L’attribution climatique, cette discipline qui change tout

Les scientifiques du réseau World Weather Attribution (WWA) ont été formels dans leur analyse publiée le 26 juin 2026 : la vague de chaleur qui a étranglé l’Europe n’aurait pratiquement pas pu se produire dans un monde sans réchauffement climatique d’origine humaine. Leur méthode, dite d’attribution, consiste à comparer les événements météorologiques dans le monde réel actuel et dans un monde hypothétique sans émissions industrielles. Les résultats donnent le vertige.

Selon les chercheurs, le réchauffement climatique anthropique a rendu la vague de chaleur actuelle jusqu’à 4 °C plus intense. L’équipe de Climameter a chiffré l’impact : Paris était environ 2,4 °C plus chaud qu’elle ne l’aurait été autrement, Milan de 3,8 °C, et Saragosse de 4 °C. Ces chiffres ne sont pas anecdotiques : ils représentent la différence entre une chaleur supportable et une chaleur mortelle.

Une vague qui n’aurait pas dû survenir en juin

Fait particulièrement alarmant souligné par les climatologues : juin n’est historiquement pas le mois le plus chaud de l’année en Europe occidentale.
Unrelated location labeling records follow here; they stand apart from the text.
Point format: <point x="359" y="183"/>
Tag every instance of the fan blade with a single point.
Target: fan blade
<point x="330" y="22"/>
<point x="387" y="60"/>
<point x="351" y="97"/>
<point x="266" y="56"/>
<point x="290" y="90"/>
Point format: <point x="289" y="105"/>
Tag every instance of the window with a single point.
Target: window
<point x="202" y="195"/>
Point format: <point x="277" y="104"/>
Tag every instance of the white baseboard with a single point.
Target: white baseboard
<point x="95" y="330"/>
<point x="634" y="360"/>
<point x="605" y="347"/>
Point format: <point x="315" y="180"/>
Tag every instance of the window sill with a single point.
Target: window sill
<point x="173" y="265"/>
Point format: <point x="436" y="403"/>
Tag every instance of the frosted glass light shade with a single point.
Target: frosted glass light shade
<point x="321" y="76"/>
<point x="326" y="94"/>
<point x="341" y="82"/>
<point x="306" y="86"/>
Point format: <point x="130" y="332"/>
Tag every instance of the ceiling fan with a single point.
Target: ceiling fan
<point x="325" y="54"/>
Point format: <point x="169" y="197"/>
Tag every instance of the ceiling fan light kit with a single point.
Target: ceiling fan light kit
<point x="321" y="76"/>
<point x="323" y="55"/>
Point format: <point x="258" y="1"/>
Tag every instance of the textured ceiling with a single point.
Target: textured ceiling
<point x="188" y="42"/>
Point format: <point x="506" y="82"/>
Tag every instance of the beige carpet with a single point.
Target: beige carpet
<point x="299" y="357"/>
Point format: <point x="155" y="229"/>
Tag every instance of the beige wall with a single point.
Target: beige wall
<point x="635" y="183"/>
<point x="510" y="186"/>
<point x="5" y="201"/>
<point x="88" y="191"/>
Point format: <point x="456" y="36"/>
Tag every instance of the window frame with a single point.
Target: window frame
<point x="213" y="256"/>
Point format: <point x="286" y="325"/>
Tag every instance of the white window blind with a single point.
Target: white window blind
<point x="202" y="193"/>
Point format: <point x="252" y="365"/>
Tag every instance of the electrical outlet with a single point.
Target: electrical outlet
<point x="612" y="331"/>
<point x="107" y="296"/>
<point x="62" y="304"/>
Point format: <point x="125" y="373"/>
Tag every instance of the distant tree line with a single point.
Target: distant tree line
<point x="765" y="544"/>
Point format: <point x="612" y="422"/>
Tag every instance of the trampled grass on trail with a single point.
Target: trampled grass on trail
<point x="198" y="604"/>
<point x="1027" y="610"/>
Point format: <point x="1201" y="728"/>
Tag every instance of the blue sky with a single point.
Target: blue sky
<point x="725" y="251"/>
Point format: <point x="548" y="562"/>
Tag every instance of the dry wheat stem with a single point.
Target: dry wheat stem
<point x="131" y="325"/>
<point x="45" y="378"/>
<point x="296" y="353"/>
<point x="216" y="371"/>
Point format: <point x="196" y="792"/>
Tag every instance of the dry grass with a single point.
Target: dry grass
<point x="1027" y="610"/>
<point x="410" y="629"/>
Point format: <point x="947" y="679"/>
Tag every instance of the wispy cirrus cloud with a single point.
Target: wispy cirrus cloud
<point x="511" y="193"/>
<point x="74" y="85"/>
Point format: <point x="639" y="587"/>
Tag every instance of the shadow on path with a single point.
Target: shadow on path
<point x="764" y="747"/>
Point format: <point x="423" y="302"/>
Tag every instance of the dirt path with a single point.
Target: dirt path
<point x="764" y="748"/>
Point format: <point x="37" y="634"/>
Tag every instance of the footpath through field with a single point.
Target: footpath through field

Le pic estival arrive normalement en juillet ou août. Que la vague la plus intense jamais enregistrée frappe dès la troisième semaine de juin constitue un signal d’alarme de première magnitude. Les températures de cette semaine dépassaient les normales saisonnières de 5 à 12 °C en France, Allemagne, Italie, Espagne et dans le sud de l’Angleterre.

De plus, cette vague de juin 2026 survient après une première vague record en mai 2026. Deux événements historiques en moins d’un mois. Les experts de Le Grand Continent ont qualifié cette séquence de « jamais observée » dans les archives climatiques européennes. La fréquence et l’intensité de ces événements ne sont plus des projections de modèles climatiques : elles sont la réalité vécue du présent.


Les climatologues avaient prévu que ces événements se multiplieraient avec le réchauffement. Ils avaient raison. La question n’est plus de savoir si le changement climatique est réel — c’est de savoir pourquoi les gouvernements font encore semblant que les objectifs de 2030 sont suffisants quand l’Europe brûle en juin.

Ce contenu a été créé avec l'aide de l'IA.